Learning how to raise mealworms and other insects for your chickens is cost-effective and ensures their treats are high quality. Mealworms and superworms, compared to raising crickets for chickens, will not smell. Crickets have this horrible habit of going to the bathroom all the time. Mealworms and superworms don’t chirp or jump. And if my students can raise them and get over their phobia, so can you!
How to Raise Mealworms (Tenebrio molitor)
A container 20 inches long and 10 inches wide is a good size to start a colony of 1,000 to 5,000 mealworms. I find plastic tubs are perfect as you can easily see the health of the colony and they are easy to clean. Cutting a large hole in the lid and attaching a screen prevents items from falling into the container. The beetles will not be able to crawl up the smooth plastic sides. I prefer plastic tubs over glass aquariums because the surface area is more important than depth. Our containers are four inches tall. Adequate airflow prevents the mealworm’s food from spoiling quickly.
Add a few inches of wheat bran, corn meal, bone meal, crushed bran flake meal, or store-bought mealworm bedding to the bottom of the container. Another option is using chicken feed as the substrate. If using chicken feed, freeze for a few weeks to kill unwanted pests and beetles.
The price for 1,000 mealworms will be between $14 and $20. Mail ordering will be cheaper than shopping at a local pet store.
What Do Mealworms Eat and Drink?
Part of learning how to raise mealworms for poultry snacks includes feeding them. Mealworms do well on a diet of root vegetables, vegetable and fruit peels, and other vegetative scraps. The higher quality food the beetles receive, the more nutrients for your chickens. This is a great reason to breed your own bugs. Dried mealworms, sold as chicken snacks, are often only fed a diet of white potatoes. The more food you give the beetles the more offspring they will produce.
While the mealworms do best with consistent moisture, many colonies fail because of excess moisture. Do not provide a water bowl. Fresh greens or vegetable scraps will provide enough moisture. Sweet potatoes and kale, for example, provide high water contents and often do not promote fungus or mold.

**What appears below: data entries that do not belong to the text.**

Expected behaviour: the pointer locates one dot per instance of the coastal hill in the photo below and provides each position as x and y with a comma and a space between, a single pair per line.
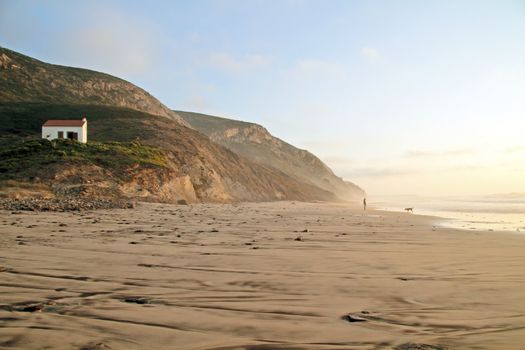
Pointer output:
193, 168
25, 79
255, 143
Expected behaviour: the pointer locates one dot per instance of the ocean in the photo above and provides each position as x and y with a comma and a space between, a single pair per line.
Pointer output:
500, 212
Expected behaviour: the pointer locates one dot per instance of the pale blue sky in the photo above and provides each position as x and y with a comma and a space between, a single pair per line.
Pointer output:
422, 97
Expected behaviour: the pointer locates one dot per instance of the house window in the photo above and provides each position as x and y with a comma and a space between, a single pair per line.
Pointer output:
72, 135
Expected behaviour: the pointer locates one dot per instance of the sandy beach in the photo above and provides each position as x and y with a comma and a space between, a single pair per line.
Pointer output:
256, 276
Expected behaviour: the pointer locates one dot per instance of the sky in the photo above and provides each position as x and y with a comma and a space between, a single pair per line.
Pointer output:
400, 97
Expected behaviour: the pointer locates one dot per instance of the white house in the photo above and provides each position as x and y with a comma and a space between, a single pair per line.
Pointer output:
73, 129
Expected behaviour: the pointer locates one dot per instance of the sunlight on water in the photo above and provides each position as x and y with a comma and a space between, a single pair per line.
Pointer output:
483, 213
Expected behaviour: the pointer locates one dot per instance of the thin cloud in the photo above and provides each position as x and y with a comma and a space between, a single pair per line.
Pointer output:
435, 154
233, 64
314, 67
380, 172
369, 52
515, 149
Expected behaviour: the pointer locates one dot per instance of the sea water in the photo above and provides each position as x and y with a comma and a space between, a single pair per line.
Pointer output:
502, 212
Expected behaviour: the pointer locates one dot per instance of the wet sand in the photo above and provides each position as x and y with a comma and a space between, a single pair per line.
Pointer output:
256, 276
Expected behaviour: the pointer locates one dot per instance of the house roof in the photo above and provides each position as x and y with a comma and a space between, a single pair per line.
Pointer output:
65, 122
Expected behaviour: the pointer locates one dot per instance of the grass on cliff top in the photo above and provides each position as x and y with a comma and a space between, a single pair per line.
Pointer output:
20, 158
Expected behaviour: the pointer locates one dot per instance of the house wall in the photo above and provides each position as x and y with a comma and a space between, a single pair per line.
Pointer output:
51, 132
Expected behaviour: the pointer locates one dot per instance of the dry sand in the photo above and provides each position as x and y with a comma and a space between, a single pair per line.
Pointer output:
247, 277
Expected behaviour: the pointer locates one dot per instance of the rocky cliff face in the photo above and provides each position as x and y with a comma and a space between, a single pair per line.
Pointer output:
25, 79
257, 144
198, 169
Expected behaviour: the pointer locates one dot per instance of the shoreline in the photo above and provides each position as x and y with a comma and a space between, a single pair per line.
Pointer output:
273, 275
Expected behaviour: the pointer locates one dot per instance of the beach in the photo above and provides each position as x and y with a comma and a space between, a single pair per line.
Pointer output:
281, 275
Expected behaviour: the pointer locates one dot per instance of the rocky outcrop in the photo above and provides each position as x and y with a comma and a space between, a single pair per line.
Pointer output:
257, 144
197, 169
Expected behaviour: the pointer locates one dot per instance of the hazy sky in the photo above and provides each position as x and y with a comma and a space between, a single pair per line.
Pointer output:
401, 97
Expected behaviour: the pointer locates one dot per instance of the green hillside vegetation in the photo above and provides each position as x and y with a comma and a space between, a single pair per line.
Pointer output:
26, 159
156, 155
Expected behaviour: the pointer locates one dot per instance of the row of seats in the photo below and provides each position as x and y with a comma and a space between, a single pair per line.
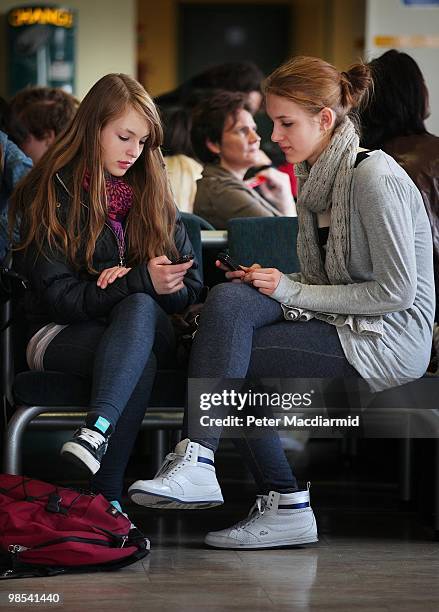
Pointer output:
52, 400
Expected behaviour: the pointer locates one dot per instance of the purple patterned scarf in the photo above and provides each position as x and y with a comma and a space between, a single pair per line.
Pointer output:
119, 201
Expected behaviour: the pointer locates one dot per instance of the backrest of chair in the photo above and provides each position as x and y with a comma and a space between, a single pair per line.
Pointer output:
269, 241
194, 224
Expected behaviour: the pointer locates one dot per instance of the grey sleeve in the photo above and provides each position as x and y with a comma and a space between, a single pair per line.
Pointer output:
384, 207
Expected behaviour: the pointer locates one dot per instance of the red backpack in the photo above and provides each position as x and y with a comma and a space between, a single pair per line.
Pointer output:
47, 530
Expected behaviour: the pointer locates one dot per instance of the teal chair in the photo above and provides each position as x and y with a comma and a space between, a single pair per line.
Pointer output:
194, 224
269, 241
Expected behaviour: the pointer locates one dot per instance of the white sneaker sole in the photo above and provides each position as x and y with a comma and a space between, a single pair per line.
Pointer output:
80, 456
152, 500
226, 542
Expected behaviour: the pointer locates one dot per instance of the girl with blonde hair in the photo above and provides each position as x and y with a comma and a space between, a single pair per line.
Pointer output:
362, 304
99, 231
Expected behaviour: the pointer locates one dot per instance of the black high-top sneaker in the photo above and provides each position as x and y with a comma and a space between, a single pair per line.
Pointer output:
86, 449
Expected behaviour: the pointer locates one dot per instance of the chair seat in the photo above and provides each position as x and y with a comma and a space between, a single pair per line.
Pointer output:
66, 390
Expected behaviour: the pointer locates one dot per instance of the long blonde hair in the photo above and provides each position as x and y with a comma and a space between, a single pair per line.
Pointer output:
151, 220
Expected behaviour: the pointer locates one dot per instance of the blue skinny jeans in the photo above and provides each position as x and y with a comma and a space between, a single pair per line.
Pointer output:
243, 334
120, 355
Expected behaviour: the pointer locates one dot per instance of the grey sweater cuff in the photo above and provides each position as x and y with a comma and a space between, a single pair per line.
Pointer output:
285, 290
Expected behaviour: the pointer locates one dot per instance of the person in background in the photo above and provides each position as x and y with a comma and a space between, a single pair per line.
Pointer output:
14, 165
99, 235
183, 170
243, 77
394, 120
43, 112
225, 139
361, 306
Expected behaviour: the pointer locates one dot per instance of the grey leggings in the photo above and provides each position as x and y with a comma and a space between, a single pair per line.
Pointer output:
243, 334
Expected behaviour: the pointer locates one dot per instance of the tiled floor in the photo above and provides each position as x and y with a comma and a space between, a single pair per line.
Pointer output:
367, 559
372, 555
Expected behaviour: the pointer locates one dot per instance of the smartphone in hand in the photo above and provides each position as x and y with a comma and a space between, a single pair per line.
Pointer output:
225, 259
182, 259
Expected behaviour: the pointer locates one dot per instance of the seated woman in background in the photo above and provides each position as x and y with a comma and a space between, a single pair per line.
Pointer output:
183, 170
224, 138
99, 229
394, 121
13, 166
365, 291
40, 114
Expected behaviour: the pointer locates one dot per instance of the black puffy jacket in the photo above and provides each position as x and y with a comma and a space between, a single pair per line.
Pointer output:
59, 293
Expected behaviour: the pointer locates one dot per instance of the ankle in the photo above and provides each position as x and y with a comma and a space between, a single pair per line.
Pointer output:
99, 424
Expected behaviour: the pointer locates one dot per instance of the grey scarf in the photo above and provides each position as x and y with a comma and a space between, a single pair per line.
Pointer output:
327, 186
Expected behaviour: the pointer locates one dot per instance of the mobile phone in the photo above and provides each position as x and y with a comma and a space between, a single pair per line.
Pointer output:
256, 181
225, 259
182, 259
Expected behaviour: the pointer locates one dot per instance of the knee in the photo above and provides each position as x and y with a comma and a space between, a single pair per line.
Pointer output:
137, 305
228, 299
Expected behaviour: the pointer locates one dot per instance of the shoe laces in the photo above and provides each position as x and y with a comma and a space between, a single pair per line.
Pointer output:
93, 438
167, 464
255, 512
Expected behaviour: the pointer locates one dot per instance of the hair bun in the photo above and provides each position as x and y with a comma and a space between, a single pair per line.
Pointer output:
354, 84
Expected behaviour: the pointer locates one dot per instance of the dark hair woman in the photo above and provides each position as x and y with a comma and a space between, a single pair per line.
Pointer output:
393, 120
225, 139
99, 228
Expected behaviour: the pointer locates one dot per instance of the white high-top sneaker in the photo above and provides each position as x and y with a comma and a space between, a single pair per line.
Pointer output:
186, 480
274, 521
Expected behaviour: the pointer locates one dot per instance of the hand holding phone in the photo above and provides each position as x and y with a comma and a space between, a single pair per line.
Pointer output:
227, 261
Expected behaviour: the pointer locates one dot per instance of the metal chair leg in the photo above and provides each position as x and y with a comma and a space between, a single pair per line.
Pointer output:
406, 452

The ideal temperature for breeding the worms is 70 to 80 degrees. Only feed the larvae (worms) to your chickens, as you will want the pupae to mature and the beetles to lay eggs. Usually, the beetles will stay on the surface of the substrate. When they bury themselves, it can be a sign of egg laying. A female beetle can lay 500 eggs in her lifetime. After the eggs hatch, it may take two to three weeks to see the tiny larvae. Feed them ample food to grow to the desired size before feeding them out.
If you start feeling overwhelmed with a surplus of mealworms, your chickens or other backyard poultry will happily help you out. A friend of mine, who after one year of feeding wild songbirds mealworms as treats, was able to get a Mockingbird to take mealworms from his hand. The mockingbird, who has raised many broods, is still hanging out and landing on his hand after ten years! If for some reason you want to slow down the breeding, and not feed the worms out as a treat, the mealworms can be kept in refrigeration. This extends their larva stage by a couple of months and stops breeding.

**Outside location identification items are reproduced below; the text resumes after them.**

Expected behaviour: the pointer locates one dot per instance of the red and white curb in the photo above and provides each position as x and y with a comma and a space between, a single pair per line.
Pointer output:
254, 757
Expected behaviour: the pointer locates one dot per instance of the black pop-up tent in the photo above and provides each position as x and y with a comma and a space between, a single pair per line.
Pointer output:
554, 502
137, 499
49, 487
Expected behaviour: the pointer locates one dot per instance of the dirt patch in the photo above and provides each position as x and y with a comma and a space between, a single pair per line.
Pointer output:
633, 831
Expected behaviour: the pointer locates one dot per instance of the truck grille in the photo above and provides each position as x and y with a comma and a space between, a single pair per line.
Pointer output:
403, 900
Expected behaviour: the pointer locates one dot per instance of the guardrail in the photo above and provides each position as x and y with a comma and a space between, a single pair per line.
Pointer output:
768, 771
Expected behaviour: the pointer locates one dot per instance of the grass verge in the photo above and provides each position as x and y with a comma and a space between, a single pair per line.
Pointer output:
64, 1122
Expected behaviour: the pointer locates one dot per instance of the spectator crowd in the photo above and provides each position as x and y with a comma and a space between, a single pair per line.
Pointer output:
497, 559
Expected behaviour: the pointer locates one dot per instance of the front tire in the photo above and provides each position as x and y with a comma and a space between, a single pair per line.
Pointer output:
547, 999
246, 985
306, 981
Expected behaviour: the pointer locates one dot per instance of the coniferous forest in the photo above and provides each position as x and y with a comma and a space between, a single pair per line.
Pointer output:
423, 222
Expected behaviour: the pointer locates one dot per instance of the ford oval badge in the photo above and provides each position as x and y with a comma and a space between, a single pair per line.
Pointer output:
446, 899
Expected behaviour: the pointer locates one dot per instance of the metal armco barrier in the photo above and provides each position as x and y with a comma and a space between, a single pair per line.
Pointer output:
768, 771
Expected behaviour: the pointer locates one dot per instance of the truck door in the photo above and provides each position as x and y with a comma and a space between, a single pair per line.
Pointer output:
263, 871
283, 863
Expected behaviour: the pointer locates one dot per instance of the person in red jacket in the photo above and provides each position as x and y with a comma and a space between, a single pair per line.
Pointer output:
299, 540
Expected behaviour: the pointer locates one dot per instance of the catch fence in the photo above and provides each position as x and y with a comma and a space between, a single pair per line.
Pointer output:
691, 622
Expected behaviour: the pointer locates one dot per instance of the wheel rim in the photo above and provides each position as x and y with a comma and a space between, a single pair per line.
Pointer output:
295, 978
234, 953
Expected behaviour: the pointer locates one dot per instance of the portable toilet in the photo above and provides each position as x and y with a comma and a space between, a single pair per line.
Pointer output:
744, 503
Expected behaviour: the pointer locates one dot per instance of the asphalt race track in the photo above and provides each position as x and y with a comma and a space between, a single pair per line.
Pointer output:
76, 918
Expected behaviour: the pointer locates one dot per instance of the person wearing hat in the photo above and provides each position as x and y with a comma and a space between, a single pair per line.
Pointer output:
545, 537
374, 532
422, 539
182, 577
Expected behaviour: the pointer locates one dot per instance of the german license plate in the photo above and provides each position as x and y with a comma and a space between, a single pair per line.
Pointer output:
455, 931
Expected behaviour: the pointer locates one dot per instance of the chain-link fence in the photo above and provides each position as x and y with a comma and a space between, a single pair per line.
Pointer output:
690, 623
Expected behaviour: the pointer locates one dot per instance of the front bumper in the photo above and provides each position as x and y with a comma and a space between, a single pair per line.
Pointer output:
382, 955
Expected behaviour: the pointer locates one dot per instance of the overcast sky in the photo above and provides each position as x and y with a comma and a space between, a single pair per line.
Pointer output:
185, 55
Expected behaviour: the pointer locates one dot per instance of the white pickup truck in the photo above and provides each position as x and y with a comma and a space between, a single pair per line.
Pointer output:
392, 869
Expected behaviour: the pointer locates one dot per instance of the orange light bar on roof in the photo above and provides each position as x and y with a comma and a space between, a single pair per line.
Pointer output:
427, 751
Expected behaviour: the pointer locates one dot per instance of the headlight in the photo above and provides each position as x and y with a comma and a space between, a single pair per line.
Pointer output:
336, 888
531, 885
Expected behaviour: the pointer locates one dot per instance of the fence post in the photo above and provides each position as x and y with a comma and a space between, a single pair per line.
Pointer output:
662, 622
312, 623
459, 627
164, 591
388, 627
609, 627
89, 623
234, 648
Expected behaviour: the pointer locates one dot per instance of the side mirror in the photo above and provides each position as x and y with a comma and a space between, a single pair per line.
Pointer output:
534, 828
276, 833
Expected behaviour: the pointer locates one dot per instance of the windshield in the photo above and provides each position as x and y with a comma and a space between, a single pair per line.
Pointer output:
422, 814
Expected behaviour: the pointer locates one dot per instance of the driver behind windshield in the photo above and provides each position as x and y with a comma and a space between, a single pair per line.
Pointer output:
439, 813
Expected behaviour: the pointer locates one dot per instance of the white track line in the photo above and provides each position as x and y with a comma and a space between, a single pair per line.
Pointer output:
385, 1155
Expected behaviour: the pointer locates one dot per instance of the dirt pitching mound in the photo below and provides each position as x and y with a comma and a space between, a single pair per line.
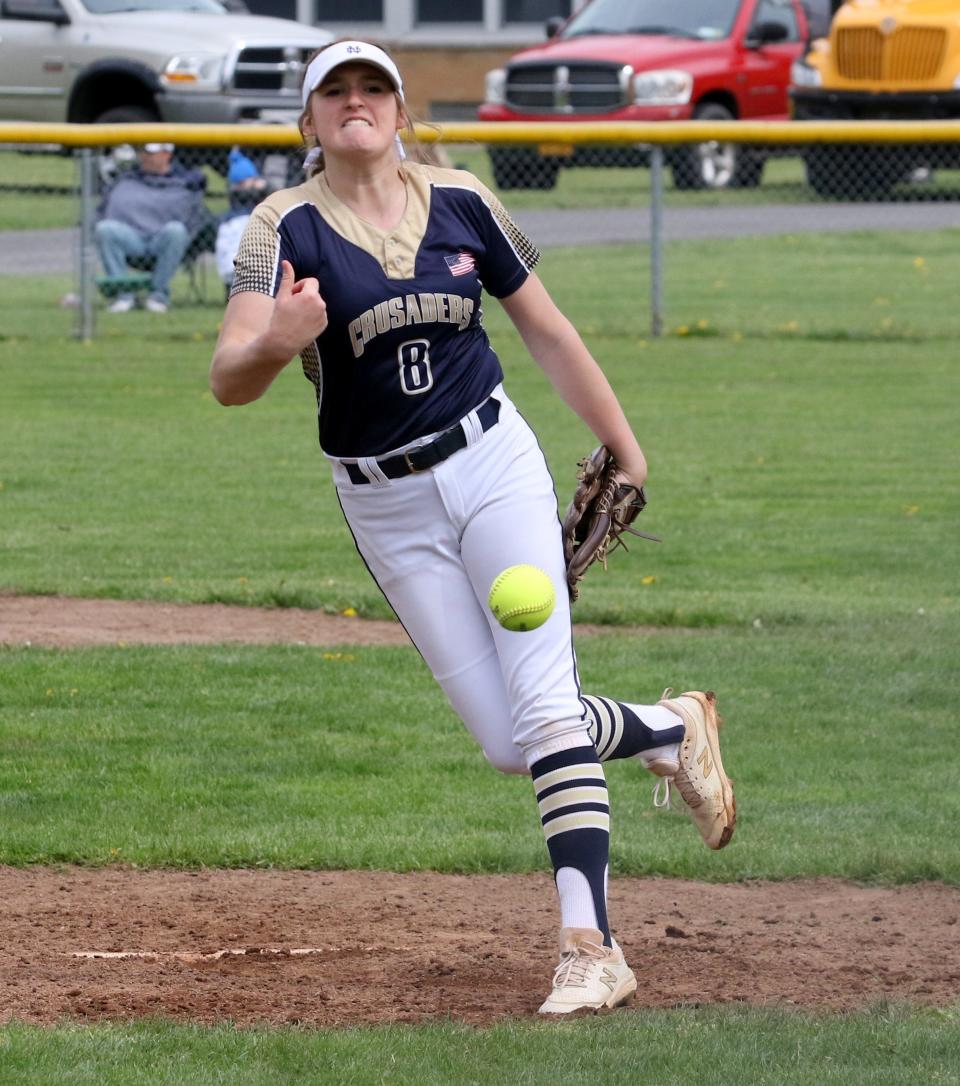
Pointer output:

If you are feeling famished as you feed the tasty mealworms to your chickens, snack away! In Southeast Asia, mealworms are baked, deep fried and added to a stir-fry. And although larva from a moth is usually associated with tequila, mealworms are sometimes added to tequila-flavored novelty candy. Bon appétit!

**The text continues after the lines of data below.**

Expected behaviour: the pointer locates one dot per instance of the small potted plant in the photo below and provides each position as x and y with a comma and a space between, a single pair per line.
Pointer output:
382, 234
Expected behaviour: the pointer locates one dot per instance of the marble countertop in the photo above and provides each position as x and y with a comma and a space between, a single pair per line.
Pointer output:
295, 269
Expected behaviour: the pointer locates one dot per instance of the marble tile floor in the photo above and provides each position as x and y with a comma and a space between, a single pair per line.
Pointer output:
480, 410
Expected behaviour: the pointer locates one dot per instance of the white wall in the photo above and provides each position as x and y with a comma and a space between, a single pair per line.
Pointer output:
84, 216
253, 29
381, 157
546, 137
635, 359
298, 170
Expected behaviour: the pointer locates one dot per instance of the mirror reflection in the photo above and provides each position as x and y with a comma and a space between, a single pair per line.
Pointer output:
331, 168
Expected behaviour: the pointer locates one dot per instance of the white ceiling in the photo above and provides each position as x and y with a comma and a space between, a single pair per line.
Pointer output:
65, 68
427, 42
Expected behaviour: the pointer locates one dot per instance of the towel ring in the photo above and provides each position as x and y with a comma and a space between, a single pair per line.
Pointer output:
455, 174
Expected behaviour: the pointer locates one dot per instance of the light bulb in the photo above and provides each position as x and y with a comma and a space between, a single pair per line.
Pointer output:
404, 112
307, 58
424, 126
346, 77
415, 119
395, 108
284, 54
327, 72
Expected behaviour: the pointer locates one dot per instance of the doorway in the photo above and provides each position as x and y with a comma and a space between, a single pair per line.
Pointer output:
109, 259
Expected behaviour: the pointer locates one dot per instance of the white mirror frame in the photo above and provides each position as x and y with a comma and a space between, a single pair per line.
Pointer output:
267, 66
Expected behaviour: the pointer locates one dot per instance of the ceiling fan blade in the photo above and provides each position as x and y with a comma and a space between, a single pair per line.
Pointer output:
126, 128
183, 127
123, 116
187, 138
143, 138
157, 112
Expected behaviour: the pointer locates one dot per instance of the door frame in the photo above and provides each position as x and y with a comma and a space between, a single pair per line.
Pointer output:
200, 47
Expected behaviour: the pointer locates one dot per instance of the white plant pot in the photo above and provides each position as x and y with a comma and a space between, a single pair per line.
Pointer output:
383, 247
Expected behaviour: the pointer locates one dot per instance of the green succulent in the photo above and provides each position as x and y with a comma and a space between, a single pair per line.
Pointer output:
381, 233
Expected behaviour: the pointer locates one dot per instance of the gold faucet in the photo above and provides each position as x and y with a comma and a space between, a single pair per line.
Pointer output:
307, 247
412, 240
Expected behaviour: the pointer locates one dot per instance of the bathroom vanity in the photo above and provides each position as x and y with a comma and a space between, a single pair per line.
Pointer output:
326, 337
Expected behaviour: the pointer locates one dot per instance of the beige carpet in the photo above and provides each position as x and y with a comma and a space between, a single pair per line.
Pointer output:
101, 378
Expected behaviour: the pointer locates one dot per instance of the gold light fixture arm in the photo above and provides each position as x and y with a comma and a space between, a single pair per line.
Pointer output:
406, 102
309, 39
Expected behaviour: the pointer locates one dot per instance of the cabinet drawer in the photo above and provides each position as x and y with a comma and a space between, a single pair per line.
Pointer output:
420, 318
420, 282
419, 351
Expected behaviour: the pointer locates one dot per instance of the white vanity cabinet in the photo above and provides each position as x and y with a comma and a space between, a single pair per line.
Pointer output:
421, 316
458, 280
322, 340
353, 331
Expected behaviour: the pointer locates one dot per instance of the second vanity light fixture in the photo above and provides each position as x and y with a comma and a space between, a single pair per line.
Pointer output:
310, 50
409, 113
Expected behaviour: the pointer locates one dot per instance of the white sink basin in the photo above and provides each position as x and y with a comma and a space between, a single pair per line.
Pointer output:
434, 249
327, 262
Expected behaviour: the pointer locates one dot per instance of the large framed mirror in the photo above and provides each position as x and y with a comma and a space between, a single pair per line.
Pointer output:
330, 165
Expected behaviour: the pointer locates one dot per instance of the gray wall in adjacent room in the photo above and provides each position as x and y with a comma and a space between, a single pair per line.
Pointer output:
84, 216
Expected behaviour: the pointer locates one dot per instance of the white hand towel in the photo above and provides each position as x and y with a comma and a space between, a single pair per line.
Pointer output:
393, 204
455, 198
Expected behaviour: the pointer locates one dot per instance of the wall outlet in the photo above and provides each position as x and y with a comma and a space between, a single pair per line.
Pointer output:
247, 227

Raising Superworms (Zophobas morio)
Superworms are super compared to mealworms. Measuring up to 2.25 inches, they are nearly double the size of mealworms. Also a member of the darkling beetle family, they share 20,000 cousins with mealworms. Their housing requirements are similar to mealworms. Allow at least five inches for the height of the enclosure to prevent escapees. Unlike mealworms, superworms should be separated into containers for pupae, larva, and beetles. Never put superworms in the fridge. They do best at 80 to 85 degrees, although they will survive and reproduce at room temperature.
Start with 100 superworms for your breeding colony. The price range is around $5. Superworms naturally take a long time to pupate. You can expedite the process by placing worms individually in film canisters or small drawers from hardware containers. We have had great success with the clear grid jewelry organizer boxes. Add a small breathing hole per cell. Place the containers in a dark area, like a closet, for ten days. The superworms will curl up and pupate. Once they change into a pupa, place them in a container designated as the nursery. This will prevent the beetles and larvae from eating them. It’s a bug-eat-bug world out there. Once the pupae turn into beetles, place them in the breeding container. Feed them as you would mealworms.
Superworms will also lay around 500 eggs in their lifetime. The eggs will attach to the substrate and a week later will hatch. You can then move the baby superworms into the third container. It is easier, however, to remove the adult beetles after a week or two of being in the breeding container to allow the eggs to hatch and the larvae to grow up where they were laid. Adult beetles will eat the eggs and may prey on the baby larvae.